Neutrions are produced and detected as flavor eigenstates $\nu_{\alpha}$ with $\alpha=e, \mu, \tau$. These states have no fixed mass, but are the combinations of three mass eigenstates $\nu_{k}$ with $k=1, 2, 3$, with mass $m_1$, $m_2$ and $m_3$, respectively. My questions are:
a) do neutrinos travel from source to the detector as flavor eigenstates or mass eigenstates?
b) is it possible to know which mass eigenstate the neutrino is in?
(a) They start as a flavor eigenstate, which is a super position of mass eigenstates. The mass eigenstates have different time evolution, hence the state is, in general, a mixed state in either basis.
(b) No. As an analogy, consider polarized photons and Faraday rotation--it may start out + polarized, rotate to a mixture of + & - (with coefficients a & b) and then at your + detector you see it $a^2$ fraction of the time, and $b^2$ you don't. In either case, you can't say which state a particular photon was in.

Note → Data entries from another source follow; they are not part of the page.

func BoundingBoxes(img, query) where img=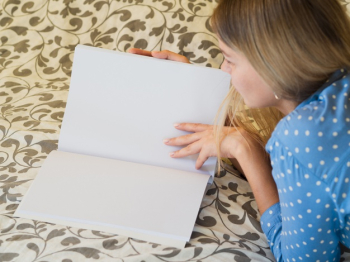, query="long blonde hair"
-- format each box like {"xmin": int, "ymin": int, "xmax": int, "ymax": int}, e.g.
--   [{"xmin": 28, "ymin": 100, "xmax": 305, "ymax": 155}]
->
[{"xmin": 211, "ymin": 0, "xmax": 350, "ymax": 167}]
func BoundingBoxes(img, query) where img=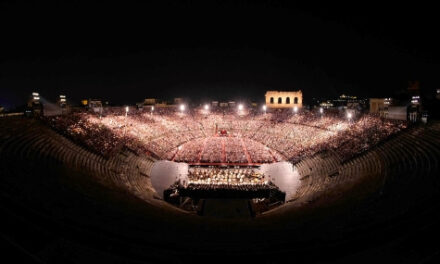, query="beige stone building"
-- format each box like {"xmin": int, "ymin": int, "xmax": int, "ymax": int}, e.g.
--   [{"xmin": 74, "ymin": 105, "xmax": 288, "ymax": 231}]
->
[
  {"xmin": 266, "ymin": 90, "xmax": 302, "ymax": 108},
  {"xmin": 370, "ymin": 98, "xmax": 391, "ymax": 113}
]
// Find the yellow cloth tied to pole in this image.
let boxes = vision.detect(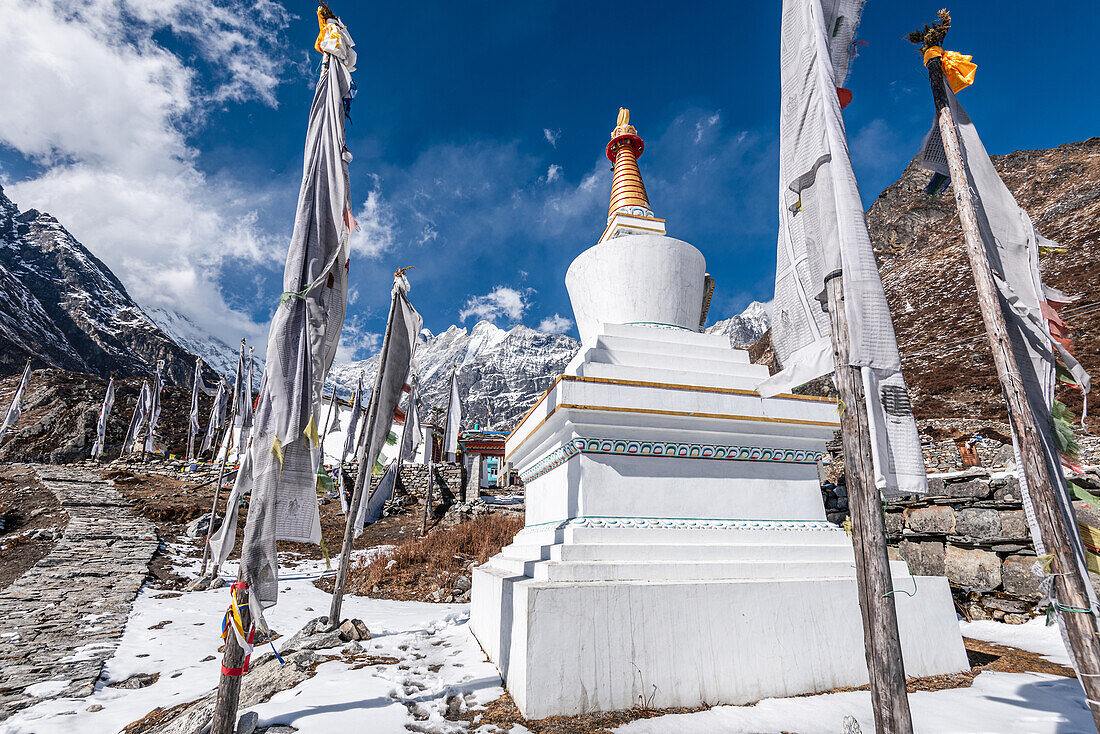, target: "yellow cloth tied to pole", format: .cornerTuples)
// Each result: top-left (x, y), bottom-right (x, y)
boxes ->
(924, 46), (978, 95)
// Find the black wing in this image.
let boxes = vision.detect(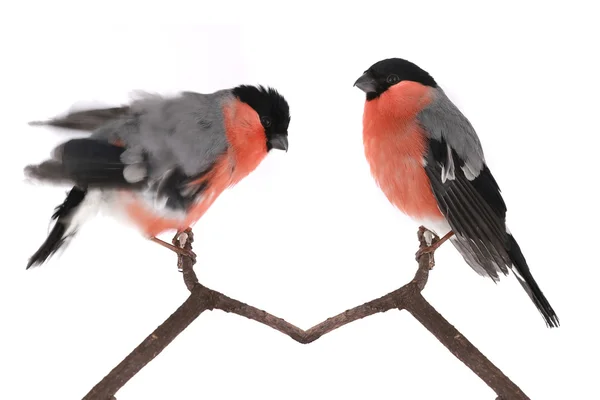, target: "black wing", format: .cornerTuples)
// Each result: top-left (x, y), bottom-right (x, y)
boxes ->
(26, 138), (210, 211)
(425, 138), (512, 280)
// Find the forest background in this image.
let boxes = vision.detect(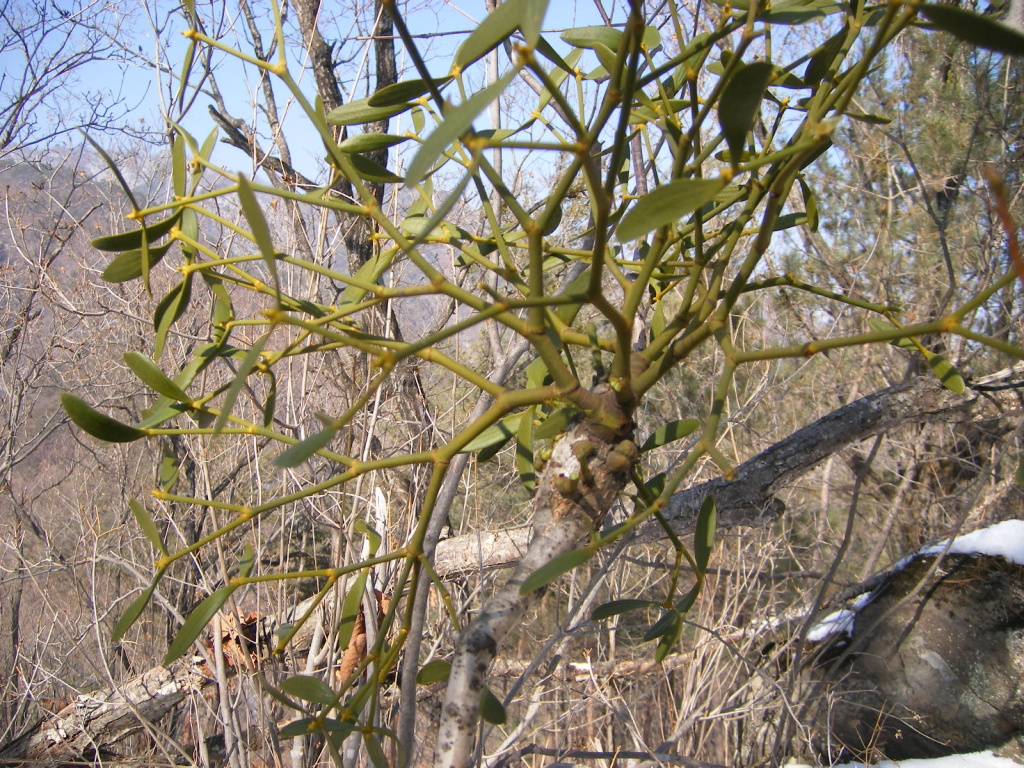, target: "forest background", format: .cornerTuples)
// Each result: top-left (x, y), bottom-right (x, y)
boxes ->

(b') Can we detect a $\nu_e$ and know it's mass? Can it have the mass of a $\nu_{\tau}$? The $\nu_e$ doesn't have "a" mass, it has 3:
$|\nu_e\rangle=0.82|\nu_1\rangle+0.54|\nu_2\rangle-0.15|\nu_3\rangle$
while a tau-neutrino:
$|\nu_{\tau}\rangle=0.44|\nu_1\rangle-0.45|\nu_2\rangle-0.77|\nu_3\rangle$
So, "yes", if we measure it's mass, then it will have a mass that a tau neutrino mass measurement could yield.
In theory: it's not a sensible question to ask, since flavor eigenstates aren't mass eigenstates.
In practice: we do not know the masses of the mass eigenstates, and their differences are much less than an eV--so how are you going the measure that?